Artık zülüm başlamıştı.Refah Partisi kapatıldı. Bir çok kişiye siyasi yasak getirildi. Darbeyi protesto etmek amacıyla sokağa çıkan insanlar gözaltına alındılar. İçlerinde tutuklananlar da oldu. Dönemin İstanbul Üniversitesi rektörü Kemal ALEMDAROĞLU ve yardımcısı Nur SERTER İkna odalarında öğrencilere zorla başörtüsüyle okula girmeyeceklerine dair taahhütler imzalattılar. Sivas Cumhuriyet Üniversitesi hemşirelik bölüm birincisi kardeşimiz sırf başörtülü diye törene alınmadı.Ülkeyi milyarlarca dolar zarara uğrattılar.Onlarca banka hortumlandı vs. 1998 yılında kapatılan refah partisi’nin yerine fazilet Partisi kuruldu.Girdiği ilk seçimde 111 milletvekili çıkararak meclise yerini aldı. Bu vekillerin içinde en dikkat çekeni ise başörtülü merve KAVAKÇI idi.Vekil seçilmesiyle tartışmaların hep odağında oldu.O’nun başörtülü olmasını hazmedemeyenler, meclis genel kuruluna girdiği an yuhalamaya başladılar.Dönemin DSP genel başkanı Bülent ECEVİT’in Merve KAVAKÇI’ya ithafen; “burası devlete meydan okunacak yer değildir.Lütfen bu hanıma haddini bildiriniz” şeklindeki sözlerini hepimiz çok iyi biliyoruz.

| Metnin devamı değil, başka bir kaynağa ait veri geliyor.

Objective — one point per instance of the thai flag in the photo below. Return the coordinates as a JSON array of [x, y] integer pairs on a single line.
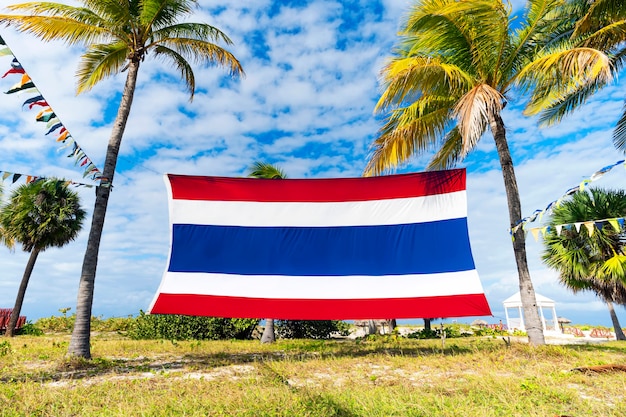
[[349, 248]]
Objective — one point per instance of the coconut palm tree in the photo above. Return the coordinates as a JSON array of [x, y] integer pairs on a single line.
[[599, 25], [268, 171], [450, 77], [40, 215], [119, 35], [590, 259]]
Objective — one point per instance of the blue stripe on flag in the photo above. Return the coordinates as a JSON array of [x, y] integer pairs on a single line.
[[422, 248]]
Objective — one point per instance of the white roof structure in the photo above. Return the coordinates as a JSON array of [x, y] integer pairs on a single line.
[[515, 302]]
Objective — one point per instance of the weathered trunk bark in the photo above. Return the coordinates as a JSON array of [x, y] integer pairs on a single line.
[[80, 341], [19, 300], [619, 334], [268, 332], [532, 322]]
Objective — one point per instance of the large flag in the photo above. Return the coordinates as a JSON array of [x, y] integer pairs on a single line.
[[349, 248]]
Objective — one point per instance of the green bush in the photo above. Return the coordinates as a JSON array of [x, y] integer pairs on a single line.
[[179, 327], [61, 324], [56, 324], [112, 324], [310, 329], [29, 329]]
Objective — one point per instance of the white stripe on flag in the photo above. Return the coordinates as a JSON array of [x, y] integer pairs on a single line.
[[351, 213], [323, 288]]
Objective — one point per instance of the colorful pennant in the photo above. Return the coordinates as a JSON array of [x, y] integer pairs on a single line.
[[15, 177], [538, 214], [49, 117], [591, 226]]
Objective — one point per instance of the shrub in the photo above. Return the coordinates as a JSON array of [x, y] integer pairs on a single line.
[[179, 327], [310, 329], [29, 329]]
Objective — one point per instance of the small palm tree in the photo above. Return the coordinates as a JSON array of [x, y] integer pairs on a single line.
[[589, 261], [119, 35], [40, 215], [268, 171]]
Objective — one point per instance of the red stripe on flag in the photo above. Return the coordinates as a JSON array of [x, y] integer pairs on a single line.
[[305, 309], [316, 190]]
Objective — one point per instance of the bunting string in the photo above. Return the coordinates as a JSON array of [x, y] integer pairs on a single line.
[[617, 223], [46, 115], [538, 214], [15, 177]]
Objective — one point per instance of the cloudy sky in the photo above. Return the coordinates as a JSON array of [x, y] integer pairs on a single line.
[[306, 105]]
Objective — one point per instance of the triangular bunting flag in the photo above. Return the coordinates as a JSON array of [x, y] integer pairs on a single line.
[[590, 227]]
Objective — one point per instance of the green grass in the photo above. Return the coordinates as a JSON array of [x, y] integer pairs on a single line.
[[382, 376]]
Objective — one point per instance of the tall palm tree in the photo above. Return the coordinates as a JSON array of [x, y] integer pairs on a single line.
[[447, 84], [599, 25], [40, 215], [119, 35], [268, 171], [590, 261]]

O dönemde mağdur olan öğrencilerimize uzun bir aradan sonra 2011 yılında ak parti hükümeti okuma haklarını geri verdi. 2014 yılında ise kılık kıyafet kanununda yapılan düzenlemelerle hem okullarda hem de kamu kurumlarında başörtüsü serbest hale getirildi. Çeşitli meslek dallarıyla görevlerini ifa ederken, ilgili kurumlarında hakları gasp edilen ve mağdur olan vatandaşlara iade-i itibar yapıldı.Uzun yıllar kanayan yaralar bir nebze de olsa kabuk tutmuş oldu. Ülkemizde bu tür darbelerin bir daha yaşanmaması diliyor, bu vesileyle merhum Necmettin ERBAKAN hocayı rahmetle anıyorum.